Restating the Case for General Education (Le Devoir)

By Blandine Parchemal – PhD student in Philosophy at the Université de Montréal, President of the Association des étudiants en philosophie de l’Université de Montréal
Originally published on: January 3, 2015
Original French article: http://www.ledevoir.com/societe/le-devoir-de-philo/427984/renouveler-le-plaidoyer-pour-la-formation-generale

The University of Berlin model, developed by the philosopher Schleiermacher, went against the more specialized ethos of the medieval universities.  

Twice a month, Le Devoir challenges lovers of philosophy, history and the history of ideas to decipher a current issue by relying upon an important thinker’s theories. 

Last September, the Liberal government announced 172 million dollars in budget cuts to Quebec’s university system. The impact of these record-breaking cutbacks on teaching will be felt as early as this winter and more acutely in 2016. At Université de Montréal, the 2014-2015 budget had to be reduced by 24,6 million. To be specific, UdeM’s Faculty of Arts and Sciences were ordered to downsize lecturing staff by 50 teachers for the winter 2015 semester and by 150 for the following year. Consequently, there are great worries concerning the quality and depth of scholarship.
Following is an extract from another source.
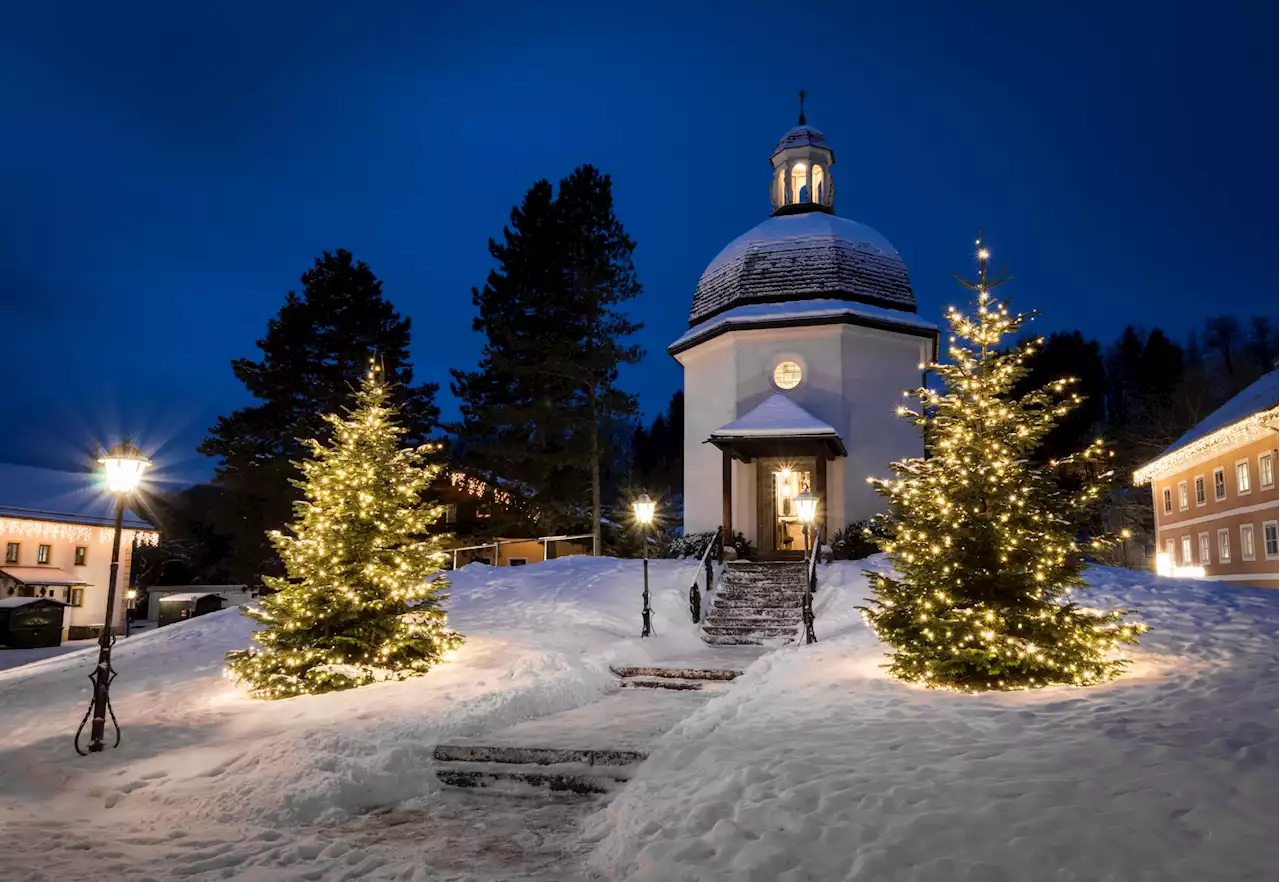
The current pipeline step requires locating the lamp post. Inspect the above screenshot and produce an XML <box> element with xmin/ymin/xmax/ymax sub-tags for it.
<box><xmin>796</xmin><ymin>490</ymin><xmax>818</xmax><ymax>557</ymax></box>
<box><xmin>76</xmin><ymin>442</ymin><xmax>151</xmax><ymax>757</ymax></box>
<box><xmin>631</xmin><ymin>493</ymin><xmax>658</xmax><ymax>637</ymax></box>
<box><xmin>796</xmin><ymin>490</ymin><xmax>818</xmax><ymax>644</ymax></box>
There is a greater alarm in the fields of study that we generally call the humanities, which are where the greater share of general education in universities takes place (literature, languages, history, philosophy, etc.). In fact, several courses within these departments were cancelled for the winter 2015 semester: Caribbean Literature, Issues in Literary History, History of the Antiquity, History of Latin America, even Aristotle in Philosophy. These cuts only exacerbate the precarious position of these academic disciplines that are often said to be in “crisis” due to their lack of funding, their uncertain professional prospects or their apparent smaller size in comparison with more professional fields of study.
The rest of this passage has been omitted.